继父就是这样很普通的农民,他虽然带有农民的无知和愚昧,虽然在上有老下有小,家庭吃不饱饭的情况下,虽然很多家庭都重男轻女,甚至在奶奶强烈反对我们在继续学业的同时 ,但小学到初中,到高中,又一直到考大学,继父说,只要你们考上咱就上,借钱,砸锅卖铁我也供,虽然在继父的概念里说女娃上学有什么用,但他并没有阻止我们姐弟三个继续学业。无论当是他是出于虚荣考虑,或是迫于母亲的压力,我依然感激继父说过的这句话。
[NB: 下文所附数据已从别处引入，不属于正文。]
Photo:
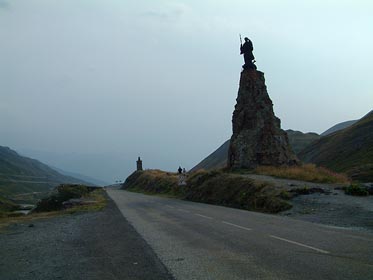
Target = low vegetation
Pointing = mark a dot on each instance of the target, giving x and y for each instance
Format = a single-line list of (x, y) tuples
[(64, 196), (85, 199), (214, 187), (306, 172), (7, 206), (356, 190)]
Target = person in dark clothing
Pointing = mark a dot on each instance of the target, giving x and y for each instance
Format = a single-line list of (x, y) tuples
[(247, 51)]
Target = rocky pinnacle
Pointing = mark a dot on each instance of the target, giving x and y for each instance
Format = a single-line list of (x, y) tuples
[(257, 135)]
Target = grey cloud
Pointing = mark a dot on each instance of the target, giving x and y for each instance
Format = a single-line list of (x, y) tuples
[(4, 4)]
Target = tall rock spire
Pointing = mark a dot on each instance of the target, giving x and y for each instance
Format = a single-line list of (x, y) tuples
[(257, 135)]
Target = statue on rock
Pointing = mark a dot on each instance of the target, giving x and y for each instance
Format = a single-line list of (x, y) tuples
[(257, 137), (247, 51)]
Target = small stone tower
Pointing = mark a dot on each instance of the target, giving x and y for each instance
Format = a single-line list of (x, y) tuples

。是,继父是没有对我们表达过丝毫的爱,是,继父是没有给我们买过什么礼物,是,继父是从来都对我们很少关心,从学业到生活。也因此叛逆的我总和继父对着干,惹他生气,让他着急,甚至掀起他和母亲之间的矛盾,我好无知。我怎么就不知道父亲一个人支撑着一个家,一个人抚养着三个没有血缘的正值成长期的孩子,一个人牺牲了自己一生的爱好和享受的资格,让我们健康的长大成人。

得知继父生病了,我心里一颤。和继父僵了很多年,恨了很多年,从小惹生气开始,到现在远离那个家,断绝和他的一切来往,我总是没良心的对别人说,我做的对,他对我不好。,看着医院中继父苍老憔悴的面孔,我忽然悔恨万分,花白的头茬贴在继父苍黄的头皮上,眼皮因为劳累或者负重而耷垂了,脸上的褶子更深更重了,却不是因为微笑的缘故,薄薄的嘴唇紧闭着。将近六十岁了,这个老人,是老人,我怎么从来没有想过他是个老人了呢,还一直忙碌着,他把自己半生的生命都用在抚养我们的身上,自己又得到了什么呢,得到我用抱怨来报答,用尖刻来挫伤,一个老人,善良的老人的心,该怎样流泪,流血呀!听医生说,如果父亲早来医院病情是可以控制的,而刚强的继父却自己忍受着疼痛,挺着不去检查,说挺挺就过去了,留着钱给儿子娶媳妇。这就是我的继父,生性木衲的继父又怎么懂得去表达自己的爱呢。他用了自己的一生来诠释爱的意义。